In the early years of our relationship, the sparks between Lan Yu and me when we saw each other after one of my business trips were like those of a newlywed couple on their honeymoon. That's how I felt when he returned to Beijing after his visit to Xinjiang Province. Had we really returned to the romantic excitement of a blossoming love, or was I just moved by his saying that I was his only real family? It didn't matter. All that mattered was that there was something about him that still ignited my desire.

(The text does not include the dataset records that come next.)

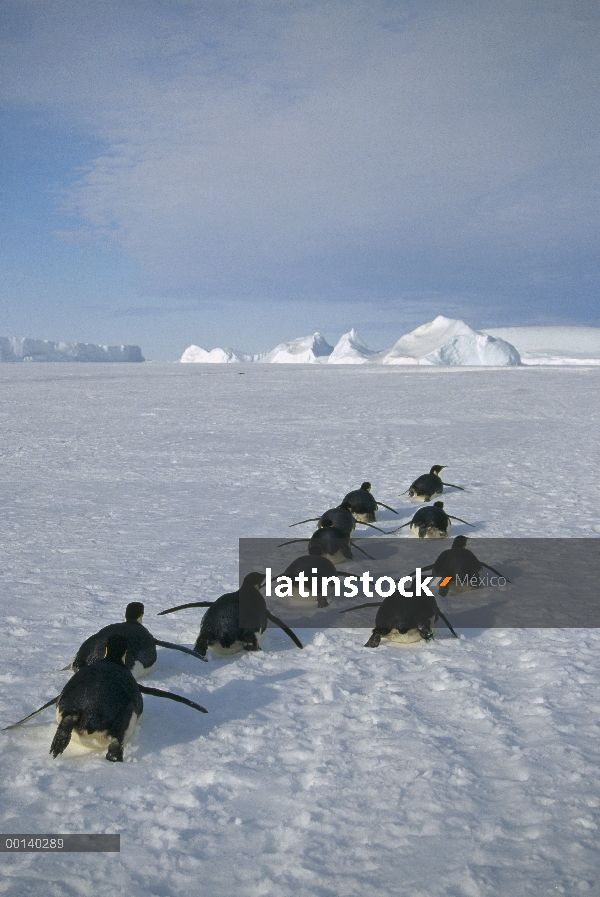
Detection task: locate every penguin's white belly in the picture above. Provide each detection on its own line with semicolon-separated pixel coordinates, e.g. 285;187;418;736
410;523;450;539
208;632;264;657
322;551;350;564
56;707;141;751
385;629;424;645
131;660;155;679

Frantically, we rolled on the bed—so frantically that we nearly fell to the floor. That gave me an idea. Taking Lan Yu by the hand, I got off the bed and pulled him with me. We were standing face-to-face now. I kissed him, then used my hand to push his head downward. He lowered himself to his knees and blew me for a few minutes. Then, joining him on the floor, I pushed his face up against the side of the mattress. In all our time together we had never had sex this way. I lifted my cock to enter him.

Lan Yu looked back at me mournfully and motioned toward
the bed as if trying to tell me he wanted to get back on it. But I held him in place. “Don't move,” I said. That's how I wanted to come. And I'd make Lan Yu come that way, too.

I wanted Lan Yu to know the nostalgia I felt. Nostalgia for the way things used to be, the way he used to be. Before everything changed, he was attentive, deferential: I always looked good in his eyes. As we made love that evening, I imagined that the man I was kissing, touching, holding, making love to, was the Lan Yu I had loved in the past, the Lan Yu I would never let go of again.

I wanted him to know these things. But the words wouldn't come out.